I'm a 3rd year Physics and Mathematics student, an in this 3 year, I always faced with arguments like this;
Let $f(t)$ be a function of $t$. Then, for small $\delta >0$, we can expand $f$ around $0$ by its Taylor series, so
$f(\delta) = f(0) + \delta \frac{d f}{dt}|_{t = 0} + O(\delta^2)$.
Now, since $f$ satisfies this $\dots$ equality, by putting its taylor expansion in that equality, we get $$\text{(some terms involving $\delta$)} + O(\delta^2) = 0.$$ Since, the terms in $O(\delta^2)$ are much small compared to the other terms, in the limit $\delta \to 0$ we get
$$\text{(some terms involving $\delta$)} = 0,$$ so this means the coefficient of $\delta $ in LHS has to be zero, hence $\dots$.

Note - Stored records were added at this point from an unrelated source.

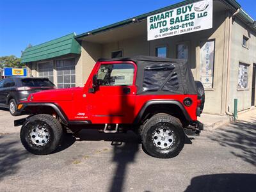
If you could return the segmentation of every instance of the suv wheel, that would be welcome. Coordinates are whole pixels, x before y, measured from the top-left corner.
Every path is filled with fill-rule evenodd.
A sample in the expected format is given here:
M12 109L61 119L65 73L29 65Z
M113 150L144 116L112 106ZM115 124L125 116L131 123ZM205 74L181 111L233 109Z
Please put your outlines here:
M17 116L20 114L20 112L17 112L17 103L14 99L12 99L9 102L9 111L12 116Z
M143 148L157 158L177 156L185 143L185 133L179 119L165 113L151 117L142 131Z
M31 116L22 125L20 140L25 148L35 155L54 152L63 134L60 123L52 116L40 114Z

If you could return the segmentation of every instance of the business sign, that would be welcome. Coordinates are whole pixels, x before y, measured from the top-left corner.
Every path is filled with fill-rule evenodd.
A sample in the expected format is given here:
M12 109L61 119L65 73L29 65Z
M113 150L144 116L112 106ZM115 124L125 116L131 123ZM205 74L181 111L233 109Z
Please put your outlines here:
M213 86L214 44L214 40L206 42L200 50L200 78L206 88L212 88Z
M17 68L12 67L5 67L4 68L3 76L26 76L27 70L26 68Z
M147 17L148 40L212 28L212 0L200 1Z

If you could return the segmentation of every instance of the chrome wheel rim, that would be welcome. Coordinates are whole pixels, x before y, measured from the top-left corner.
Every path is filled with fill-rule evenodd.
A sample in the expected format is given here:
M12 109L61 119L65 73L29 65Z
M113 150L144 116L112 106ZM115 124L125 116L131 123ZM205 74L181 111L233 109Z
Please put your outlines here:
M33 144L42 146L48 143L50 133L45 125L37 125L33 127L29 133L29 139Z
M10 111L12 114L13 114L15 112L15 105L12 101L10 103Z
M152 141L155 146L161 149L167 149L174 143L175 134L168 127L161 126L152 134Z

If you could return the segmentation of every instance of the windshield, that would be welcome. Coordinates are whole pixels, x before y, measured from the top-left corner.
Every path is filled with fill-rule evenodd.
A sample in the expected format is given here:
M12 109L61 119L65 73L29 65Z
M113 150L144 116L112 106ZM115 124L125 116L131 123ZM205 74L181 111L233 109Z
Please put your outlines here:
M54 86L54 84L46 79L22 79L22 86L29 87Z

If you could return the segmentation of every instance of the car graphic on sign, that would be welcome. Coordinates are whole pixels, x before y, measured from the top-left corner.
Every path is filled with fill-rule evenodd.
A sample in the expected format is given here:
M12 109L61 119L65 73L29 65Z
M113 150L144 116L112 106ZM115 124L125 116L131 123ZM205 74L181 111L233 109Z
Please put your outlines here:
M207 8L209 5L208 1L202 1L196 3L194 5L194 10L196 12L203 12Z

I know that while doing physics, we do lots of assumption without explicitly stating them; however, since we are just building a model, as long as I can build a consistent machinery to duplicate the principles of the phenomena at hand, there is no problem.
Question:
However, assuming that the given above "mathematical" argument is still in the bounds of the known mathematics to mankind, how can one justify that, indeed, the coefficients of $\delta$ in the last line should be zero ?
To give a little more concrete example, say $f(0) = 0$ and the second term in the expansion is $\delta (K - K')$, so by the same argument, $$\delta (K- K') + O(\delta^2) = 0 \Rightarrow K=K'.$$
But, in such a case, if $\delta \to 0$, then the term $\delta (K-K') \to 0$ or equal to zero, but a such a general argument ignores the fact that $\delta (K-K')$ might not be equal to zero, but is quite small, in which case $K = K'$ is not necessarily true.
Edit:
An example of such argument given in https://www.youtube.com/watch?v=3FTyQS3y2UU&feature=youtu.be&t=2466.
I don't see your point. The expression: $$ \delta(K−K′)+O(\delta^2)=0 $$ means that the LHS is exactly $0$, not only in the limit $\delta\to0$ but for all values of $\delta$ in a certain neighbourhood of $0$ (at least). Dividing then both sides by $\delta$ and taking the limit $\delta\to0$ gives $K-K'=0$. That's perfectly rigorous.